La musica che proponi (Rap) si presta molto bene alle collaborazioni o anche meglio dette “Featuring”. Questa pratica in altri generi non si vede in egual misura… come mai secondo te? È una questione di attitudine alla cooperazione tra questo tipo di musicisti o è semplicemente una forma stilisticamente rodata?

In realtà per quanto mi riguarda nell’ Hip-Hop il feat nasce nelle prime jamming in cui siamo cresciuti assieme. Era proprio un genere che apparteneva ai giovani come oggi appartiene loro la Trap. E siccome era tanta l’inesperienza, e se ti avvicini al Rap solitamente non avevi studiato musica, nessun strumento e tantomeno canto, allora quel fatto di essere assieme a noi ci serviva. Le collaborazioni ci arricchivano a vicenda e nel Rap questa cosa non si è persa perché se ci pensi un gruppo rock si chiude in saletta e magari prova giorno e notte.

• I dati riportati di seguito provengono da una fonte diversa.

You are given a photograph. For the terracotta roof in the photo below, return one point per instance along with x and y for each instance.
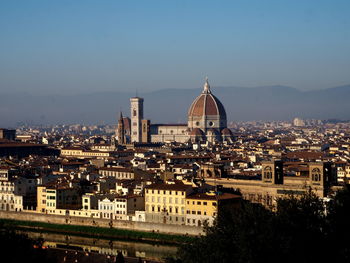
(177, 186)
(196, 132)
(207, 104)
(206, 196)
(227, 132)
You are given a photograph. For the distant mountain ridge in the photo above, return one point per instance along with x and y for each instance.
(171, 105)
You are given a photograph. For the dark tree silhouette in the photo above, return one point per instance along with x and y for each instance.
(300, 229)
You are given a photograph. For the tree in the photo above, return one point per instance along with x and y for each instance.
(298, 230)
(119, 258)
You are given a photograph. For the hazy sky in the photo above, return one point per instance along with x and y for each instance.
(85, 46)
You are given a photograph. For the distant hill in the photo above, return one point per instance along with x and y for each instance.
(171, 105)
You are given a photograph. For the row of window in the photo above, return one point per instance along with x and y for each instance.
(200, 203)
(111, 207)
(165, 192)
(165, 200)
(193, 212)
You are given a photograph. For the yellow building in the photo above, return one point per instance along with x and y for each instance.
(165, 202)
(81, 153)
(50, 199)
(201, 207)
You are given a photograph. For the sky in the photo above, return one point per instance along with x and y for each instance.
(73, 47)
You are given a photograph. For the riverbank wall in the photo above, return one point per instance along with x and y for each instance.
(97, 222)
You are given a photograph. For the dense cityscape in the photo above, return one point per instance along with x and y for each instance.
(174, 131)
(166, 178)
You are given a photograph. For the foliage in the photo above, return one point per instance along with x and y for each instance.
(300, 229)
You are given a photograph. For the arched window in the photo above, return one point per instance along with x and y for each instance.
(316, 175)
(267, 172)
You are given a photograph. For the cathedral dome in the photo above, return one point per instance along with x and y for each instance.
(206, 111)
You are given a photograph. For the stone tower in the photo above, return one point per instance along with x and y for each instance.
(136, 118)
(121, 130)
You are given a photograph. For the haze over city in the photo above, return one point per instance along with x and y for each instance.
(80, 47)
(174, 131)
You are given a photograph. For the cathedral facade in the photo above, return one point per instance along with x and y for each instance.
(207, 121)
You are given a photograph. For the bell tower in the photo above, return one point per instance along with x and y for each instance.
(121, 130)
(136, 106)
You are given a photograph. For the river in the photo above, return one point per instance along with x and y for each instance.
(132, 249)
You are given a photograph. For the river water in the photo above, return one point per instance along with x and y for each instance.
(133, 249)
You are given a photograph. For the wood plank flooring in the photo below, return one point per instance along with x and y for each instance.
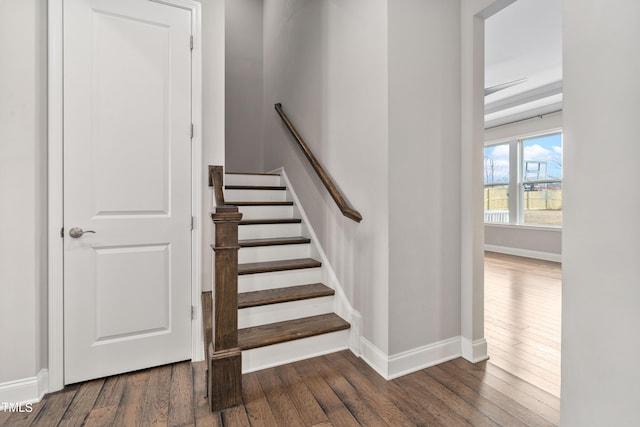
(523, 303)
(333, 390)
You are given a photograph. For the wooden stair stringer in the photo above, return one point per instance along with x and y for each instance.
(277, 305)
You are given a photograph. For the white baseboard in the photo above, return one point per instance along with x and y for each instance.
(413, 360)
(26, 390)
(474, 351)
(374, 357)
(355, 332)
(423, 357)
(546, 256)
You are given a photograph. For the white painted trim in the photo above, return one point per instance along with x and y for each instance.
(475, 351)
(343, 307)
(55, 191)
(55, 187)
(26, 390)
(356, 333)
(546, 256)
(197, 177)
(423, 357)
(533, 227)
(374, 357)
(406, 362)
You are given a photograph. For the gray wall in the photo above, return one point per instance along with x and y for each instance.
(244, 142)
(424, 172)
(601, 254)
(356, 77)
(326, 62)
(23, 189)
(23, 176)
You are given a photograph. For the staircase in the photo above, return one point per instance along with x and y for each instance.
(285, 312)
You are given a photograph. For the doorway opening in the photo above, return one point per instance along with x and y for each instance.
(523, 191)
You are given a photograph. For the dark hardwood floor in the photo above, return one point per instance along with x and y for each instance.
(519, 386)
(523, 303)
(333, 390)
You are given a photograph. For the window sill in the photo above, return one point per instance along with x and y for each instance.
(557, 228)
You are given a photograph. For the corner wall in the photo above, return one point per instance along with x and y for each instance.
(213, 118)
(601, 285)
(424, 174)
(23, 191)
(243, 83)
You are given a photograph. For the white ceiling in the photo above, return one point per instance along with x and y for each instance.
(524, 40)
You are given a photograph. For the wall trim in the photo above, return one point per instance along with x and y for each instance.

Non vede il resto del mondo. 

Ora per carità è diventato sicuramente un business, perchè purtroppo si scelgono solo i featuring migliori per portare numeri, invece non si sceglie molto spesso una collaborazione reale e costruttiva. Ormai la musica vive questo problema gigante. Alla fine il denaro ha sempre comandato però ai miei tempi c’era in ogni caso un pò più di cuore quando si faceva arte.

L’ultima domanda, quella che si ripete in tutte le mie interviste: “l’Artista per me può definirsi tale perché vive sognando”. Qual’è il sogno di Massimiliano Cellamaro?

Secondo me tutto quello che viviamo all’esterno, tutta la realtà che ci fa così paura, tutta la violenza, la rabbia comprese le guerre che ci sono in tutto il mondo in realtà sono poi da riportare nella propria vita. A me quello che piacerebbe è che ognuno di noi mettesse pace nel proprio universo, portasse armonia principalmente nel proprio di universo. Nel mio live ne parlo, in diversi momenti del mio concerto lo faccio. Solo in questo modo poi un riflesso esterno potrà far prendere una piega positiva alla nostra vita personale. Se ci ragioniamo ci rendiamo conto di essere costantemente più arrabbiati che innamorati, siamo molto spesso più frustrati che gioiosi, e quindi si tratta di emozioni che decidiamo di coltivare. Più che un mondo idilliaco invece spero che pian piano ognuno di noi faccia un minimo di crescita per portare nel proprio orto questo equilibrio che sono sicuro si rifletterà poi anche all’esterno.